Developing fast & built-in task runner in Node.js core
With this blog post, I’m going to explain and analyze the steps I’ve taken to land a super-fast, built-in task runner in Node.js core. For those who are not familiar with the term “task runner”, it’s a command-line tool to run a task specified in a package.json file in node.js projects.
{
"scripts": {
"start": "node index.js"
}
}From a user perspective
Whenever, a person executes npm run start on this project, it makes a series of executions that makes the operation slow. Here are the steps taken to spawn a process and executes your command:
- User types
npm run startin the terminal. npmtries to find the closest package.json file- It starts from current directory and traverses up to the root of your operating-system, while making
statcalls in every folder to search forpackage.jsonfile. This means if your current path is/home/username/projects/my-project, it will look forpackage.jsonin the following directories:/home/username/projects/my-project/home/username/projects/home/username/home/
- It starts from current directory and traverses up to the root of your operating-system, while making
- Every parent directory of your current directory gets added to the
PATHenvironment variable with a suffix ofnode_modules/.bin.- This is done to make sure that you can have a command like
biome check .in yourpackage.jsoneven though Biome binary is available atnode_modules/.binfolder.
- This is done to make sure that you can have a command like
- It reads the
package.jsonand looks intoscripts[key]field to find the command to execute. - It spawns a process and executes in the shell.
- This is the slowest part of the operation because it involves spawning a new process and executing the command in the shell.
Some package managers like npm adds several npm specific environment variables into the newly spawned process, such as npm_lifecycle_event, npm_config_user_agent and npm_package_json.
The problem with npm task runner
Before diving into the technical implementation, let’s analyze the problems with the current task runner in npm:
npmdoes not dynamically load it’s subcommands likerun,install,test, etc. This means that every time you runnpm, it has to load all the subcommands, even though you are only interested in running a script.- For those who are unfamiliar with
nodeinternals, whenever yourequire()a module in a project, it makes a filesystem call to the operating system to read the file and parse it. This gets cached on common.js applications (but not on ESM), but regardless separating and having multipel files results in slower startup times. - This will likely be optimized in the future, but for the time being it’s a problem that effects the execution time.

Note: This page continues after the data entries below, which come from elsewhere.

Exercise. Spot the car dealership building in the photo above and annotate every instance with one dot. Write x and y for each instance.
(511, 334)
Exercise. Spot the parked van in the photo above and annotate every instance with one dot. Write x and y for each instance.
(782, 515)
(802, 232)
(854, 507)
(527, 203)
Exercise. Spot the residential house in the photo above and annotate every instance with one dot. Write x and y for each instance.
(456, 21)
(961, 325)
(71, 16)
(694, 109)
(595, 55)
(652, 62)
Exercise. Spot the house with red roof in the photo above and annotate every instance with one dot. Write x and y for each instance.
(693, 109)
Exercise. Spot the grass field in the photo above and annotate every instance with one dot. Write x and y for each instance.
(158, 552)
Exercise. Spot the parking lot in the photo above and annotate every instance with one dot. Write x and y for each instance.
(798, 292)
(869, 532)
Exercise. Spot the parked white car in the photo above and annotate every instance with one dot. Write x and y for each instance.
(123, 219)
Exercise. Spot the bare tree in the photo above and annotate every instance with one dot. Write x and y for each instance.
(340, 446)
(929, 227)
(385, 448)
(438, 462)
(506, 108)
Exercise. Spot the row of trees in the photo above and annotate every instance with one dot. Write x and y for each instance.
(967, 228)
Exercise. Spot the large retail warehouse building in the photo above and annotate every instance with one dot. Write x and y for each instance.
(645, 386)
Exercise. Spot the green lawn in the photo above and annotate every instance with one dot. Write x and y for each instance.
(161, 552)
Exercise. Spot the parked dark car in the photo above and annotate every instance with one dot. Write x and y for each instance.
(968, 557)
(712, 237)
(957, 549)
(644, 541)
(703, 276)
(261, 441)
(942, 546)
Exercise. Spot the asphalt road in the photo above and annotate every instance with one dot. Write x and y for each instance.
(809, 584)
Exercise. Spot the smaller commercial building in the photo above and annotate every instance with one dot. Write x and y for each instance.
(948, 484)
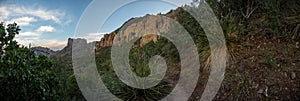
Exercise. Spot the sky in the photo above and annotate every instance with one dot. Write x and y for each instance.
(49, 23)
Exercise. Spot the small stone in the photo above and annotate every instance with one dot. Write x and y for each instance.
(293, 75)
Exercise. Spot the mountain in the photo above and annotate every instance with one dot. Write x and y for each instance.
(43, 51)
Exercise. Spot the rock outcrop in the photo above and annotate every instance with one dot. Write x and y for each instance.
(135, 27)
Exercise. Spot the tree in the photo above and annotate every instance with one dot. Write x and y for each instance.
(23, 75)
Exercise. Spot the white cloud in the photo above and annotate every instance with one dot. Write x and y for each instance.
(54, 44)
(9, 11)
(28, 34)
(22, 21)
(94, 37)
(26, 40)
(45, 29)
(4, 13)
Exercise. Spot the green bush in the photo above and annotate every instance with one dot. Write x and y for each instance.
(24, 76)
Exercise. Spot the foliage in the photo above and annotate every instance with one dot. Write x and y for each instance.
(24, 76)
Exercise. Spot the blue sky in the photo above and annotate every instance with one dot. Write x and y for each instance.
(50, 23)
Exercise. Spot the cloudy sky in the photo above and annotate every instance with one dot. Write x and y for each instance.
(50, 23)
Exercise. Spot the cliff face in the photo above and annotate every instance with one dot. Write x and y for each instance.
(135, 27)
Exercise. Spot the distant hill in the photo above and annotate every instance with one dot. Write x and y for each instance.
(43, 51)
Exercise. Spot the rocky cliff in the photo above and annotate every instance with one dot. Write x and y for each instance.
(149, 24)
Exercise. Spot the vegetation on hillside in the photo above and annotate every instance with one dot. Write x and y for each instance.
(261, 36)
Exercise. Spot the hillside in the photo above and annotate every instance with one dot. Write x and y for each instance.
(264, 53)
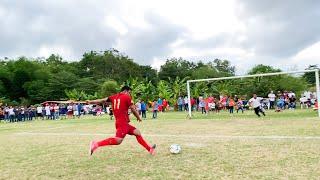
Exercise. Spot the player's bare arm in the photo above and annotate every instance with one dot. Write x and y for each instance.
(135, 112)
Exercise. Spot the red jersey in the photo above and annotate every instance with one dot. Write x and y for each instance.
(120, 105)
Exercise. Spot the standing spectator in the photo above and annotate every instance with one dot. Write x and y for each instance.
(160, 107)
(240, 105)
(75, 110)
(231, 105)
(202, 105)
(138, 107)
(164, 105)
(22, 113)
(143, 109)
(29, 113)
(11, 114)
(292, 102)
(70, 110)
(272, 98)
(180, 103)
(63, 111)
(210, 102)
(193, 104)
(48, 112)
(39, 112)
(255, 102)
(291, 94)
(1, 114)
(6, 113)
(79, 109)
(154, 109)
(52, 116)
(186, 102)
(56, 111)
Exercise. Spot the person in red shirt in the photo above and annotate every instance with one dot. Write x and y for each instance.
(121, 102)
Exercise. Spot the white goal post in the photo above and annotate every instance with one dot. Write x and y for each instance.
(316, 71)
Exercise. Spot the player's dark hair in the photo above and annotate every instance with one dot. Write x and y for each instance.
(126, 88)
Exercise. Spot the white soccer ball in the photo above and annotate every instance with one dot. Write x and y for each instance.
(175, 149)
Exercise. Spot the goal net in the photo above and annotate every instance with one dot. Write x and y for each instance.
(259, 84)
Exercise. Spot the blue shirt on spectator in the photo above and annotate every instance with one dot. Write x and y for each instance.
(143, 106)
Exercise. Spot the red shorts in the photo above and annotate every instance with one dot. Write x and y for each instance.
(123, 130)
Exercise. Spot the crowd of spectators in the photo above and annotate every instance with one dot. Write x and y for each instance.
(48, 111)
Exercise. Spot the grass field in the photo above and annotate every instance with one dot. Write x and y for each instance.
(241, 146)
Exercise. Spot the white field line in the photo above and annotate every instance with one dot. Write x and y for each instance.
(208, 136)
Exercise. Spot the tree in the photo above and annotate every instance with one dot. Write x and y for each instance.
(108, 88)
(204, 72)
(223, 67)
(176, 68)
(310, 76)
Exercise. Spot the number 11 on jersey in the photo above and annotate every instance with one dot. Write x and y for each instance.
(116, 103)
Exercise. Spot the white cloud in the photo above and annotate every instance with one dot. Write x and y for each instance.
(247, 32)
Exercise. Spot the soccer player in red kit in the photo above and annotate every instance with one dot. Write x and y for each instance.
(121, 102)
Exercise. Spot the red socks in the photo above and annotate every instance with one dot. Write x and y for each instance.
(143, 142)
(109, 141)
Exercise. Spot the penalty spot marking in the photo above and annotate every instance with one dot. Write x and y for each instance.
(208, 136)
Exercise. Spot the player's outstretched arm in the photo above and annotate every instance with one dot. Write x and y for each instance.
(135, 112)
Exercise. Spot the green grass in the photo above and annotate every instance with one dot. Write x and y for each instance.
(59, 149)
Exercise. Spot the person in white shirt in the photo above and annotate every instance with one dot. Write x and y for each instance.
(39, 112)
(291, 94)
(138, 106)
(48, 112)
(255, 102)
(272, 98)
(11, 114)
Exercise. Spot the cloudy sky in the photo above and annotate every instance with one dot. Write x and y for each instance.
(281, 33)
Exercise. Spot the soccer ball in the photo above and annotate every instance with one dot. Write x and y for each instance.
(175, 149)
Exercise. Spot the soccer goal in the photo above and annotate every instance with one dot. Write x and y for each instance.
(316, 71)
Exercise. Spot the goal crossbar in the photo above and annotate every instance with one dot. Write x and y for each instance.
(316, 71)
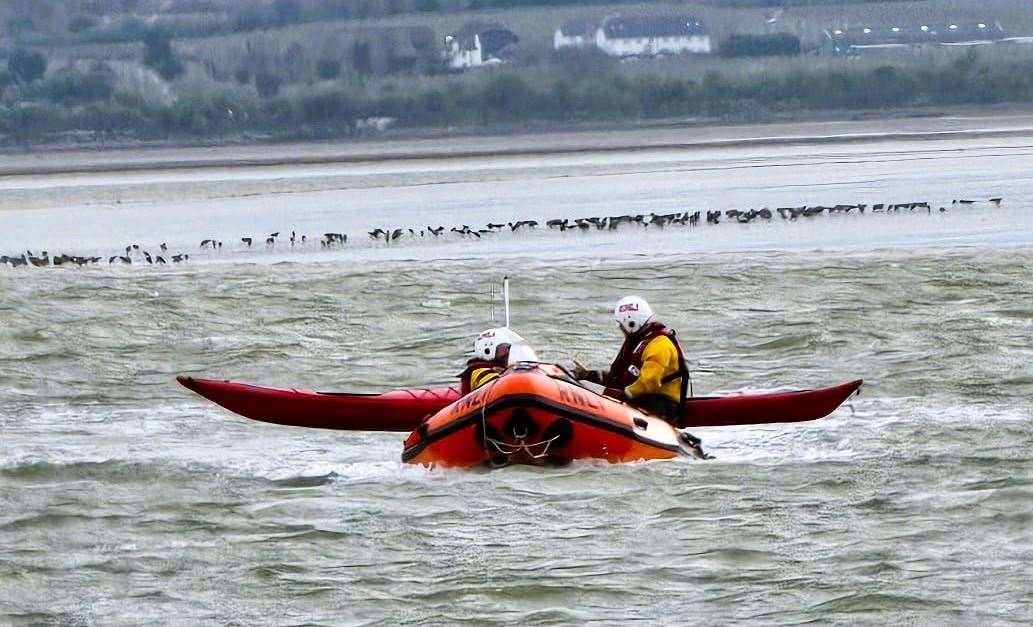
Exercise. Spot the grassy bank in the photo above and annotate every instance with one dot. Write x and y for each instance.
(585, 90)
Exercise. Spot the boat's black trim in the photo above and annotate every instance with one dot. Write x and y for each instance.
(532, 401)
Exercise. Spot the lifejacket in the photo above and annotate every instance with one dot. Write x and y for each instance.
(465, 385)
(625, 369)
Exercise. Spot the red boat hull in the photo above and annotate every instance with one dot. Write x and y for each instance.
(404, 410)
(401, 410)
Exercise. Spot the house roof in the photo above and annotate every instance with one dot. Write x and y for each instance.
(578, 27)
(493, 36)
(622, 27)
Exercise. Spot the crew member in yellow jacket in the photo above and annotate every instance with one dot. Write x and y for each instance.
(650, 370)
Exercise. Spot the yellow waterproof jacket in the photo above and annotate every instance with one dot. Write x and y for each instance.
(659, 361)
(480, 376)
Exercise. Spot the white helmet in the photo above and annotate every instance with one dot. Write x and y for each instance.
(632, 313)
(487, 345)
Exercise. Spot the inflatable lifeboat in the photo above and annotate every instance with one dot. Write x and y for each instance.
(536, 413)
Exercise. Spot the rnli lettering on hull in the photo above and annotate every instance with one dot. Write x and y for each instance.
(471, 401)
(577, 398)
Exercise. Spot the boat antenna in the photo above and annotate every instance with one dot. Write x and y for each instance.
(505, 298)
(492, 294)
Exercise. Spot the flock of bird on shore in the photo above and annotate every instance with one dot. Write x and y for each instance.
(134, 254)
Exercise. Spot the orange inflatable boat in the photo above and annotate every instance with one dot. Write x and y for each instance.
(535, 413)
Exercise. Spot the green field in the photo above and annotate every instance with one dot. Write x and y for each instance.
(267, 83)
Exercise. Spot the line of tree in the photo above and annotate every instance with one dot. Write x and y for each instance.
(507, 97)
(760, 45)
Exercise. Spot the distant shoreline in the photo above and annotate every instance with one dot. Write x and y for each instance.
(668, 134)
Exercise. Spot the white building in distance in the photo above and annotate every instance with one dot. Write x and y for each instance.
(638, 35)
(479, 44)
(577, 33)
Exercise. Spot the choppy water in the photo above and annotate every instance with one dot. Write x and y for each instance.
(125, 500)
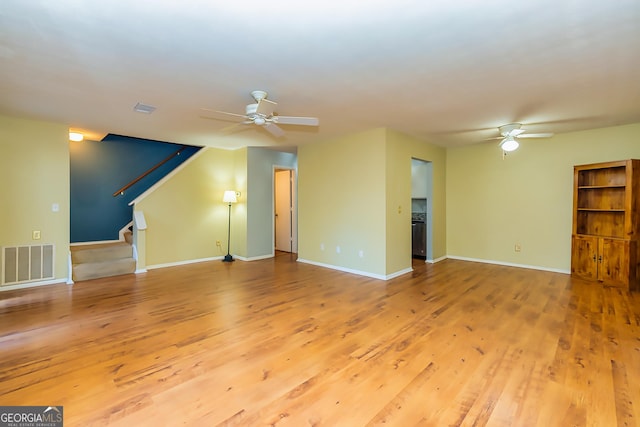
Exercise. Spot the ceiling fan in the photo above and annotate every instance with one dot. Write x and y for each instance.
(261, 113)
(511, 132)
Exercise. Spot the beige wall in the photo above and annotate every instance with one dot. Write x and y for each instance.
(341, 202)
(355, 193)
(34, 174)
(185, 215)
(492, 203)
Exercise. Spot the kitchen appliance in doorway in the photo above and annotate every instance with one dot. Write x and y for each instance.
(419, 228)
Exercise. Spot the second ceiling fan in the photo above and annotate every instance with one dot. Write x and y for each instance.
(512, 132)
(262, 113)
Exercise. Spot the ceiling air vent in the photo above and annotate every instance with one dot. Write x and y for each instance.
(144, 108)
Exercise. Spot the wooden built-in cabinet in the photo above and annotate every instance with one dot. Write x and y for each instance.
(606, 225)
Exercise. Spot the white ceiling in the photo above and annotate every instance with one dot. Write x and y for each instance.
(447, 71)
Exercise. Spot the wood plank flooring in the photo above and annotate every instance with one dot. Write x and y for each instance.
(276, 342)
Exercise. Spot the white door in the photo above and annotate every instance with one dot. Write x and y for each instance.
(283, 193)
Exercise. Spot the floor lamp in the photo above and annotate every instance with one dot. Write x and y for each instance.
(229, 197)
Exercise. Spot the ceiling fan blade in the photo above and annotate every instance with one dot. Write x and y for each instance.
(224, 112)
(274, 129)
(536, 135)
(266, 107)
(304, 121)
(231, 128)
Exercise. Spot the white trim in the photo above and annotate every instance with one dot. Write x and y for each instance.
(32, 284)
(124, 230)
(256, 258)
(70, 270)
(175, 264)
(358, 272)
(95, 242)
(168, 176)
(510, 264)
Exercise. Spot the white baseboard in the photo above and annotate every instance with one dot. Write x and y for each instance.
(175, 264)
(33, 284)
(510, 264)
(358, 272)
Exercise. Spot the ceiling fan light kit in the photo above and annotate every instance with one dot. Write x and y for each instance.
(262, 113)
(511, 132)
(509, 144)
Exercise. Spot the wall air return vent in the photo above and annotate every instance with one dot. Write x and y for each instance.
(27, 263)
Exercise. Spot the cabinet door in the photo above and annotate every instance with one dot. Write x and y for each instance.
(583, 257)
(614, 261)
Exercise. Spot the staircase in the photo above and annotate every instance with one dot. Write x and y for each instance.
(102, 260)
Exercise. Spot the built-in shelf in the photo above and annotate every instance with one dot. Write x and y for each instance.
(606, 226)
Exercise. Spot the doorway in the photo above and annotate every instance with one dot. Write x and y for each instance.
(421, 209)
(284, 217)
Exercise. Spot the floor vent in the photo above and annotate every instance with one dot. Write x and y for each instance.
(27, 263)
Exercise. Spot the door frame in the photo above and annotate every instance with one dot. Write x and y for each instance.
(294, 206)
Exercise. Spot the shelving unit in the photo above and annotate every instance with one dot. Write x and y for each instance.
(606, 224)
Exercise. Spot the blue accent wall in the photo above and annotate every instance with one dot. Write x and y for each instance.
(100, 168)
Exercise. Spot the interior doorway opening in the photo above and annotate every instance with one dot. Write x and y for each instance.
(284, 216)
(421, 209)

- For those who are unfamiliar with
npmruns in the context of Node.js, which means it has to load the Node.js runtime and execute the command in the shell.- By default, in order to execute a shell command, you have to initialize a Node.js process, that initializes V8 engine, parses the
npmJS code, and then executes the command in the shell. This is a slow process. (Even writing this sentence is slow, imagine how slow it is to execute a shell command on a Node.js library that is not optimized for this purpose.)
- By default, in order to execute a shell command, you have to initialize a Node.js process, that initializes V8 engine, parses the
Solution
The solution to the problem is to create a new command in Node.js that is optimized for running tasks in a project. This command should be able to run a task specified in a package.json file, without having to load the entire Node.js runtime.
The original implementation was written in JavaScript to make sure that the Node.js project, contributors and technical steering committee members are open to the idea of having a built-in task runner in Node.js core. After the initial pull-request landed, I’ve re-written the implementation in C++ to make sure that the performance is optimal.
There is still some things that needed to be done to reduce the overhead to less than 10ms, but the current implementation is already faster than all alternatives. If you’re interested in contributing and optimizing this implementation even more, please let me know. I’m more than happy to help you get started.
Benchmarks
JavaScript solution inside Node.js project
This implementation is available at this pull-request .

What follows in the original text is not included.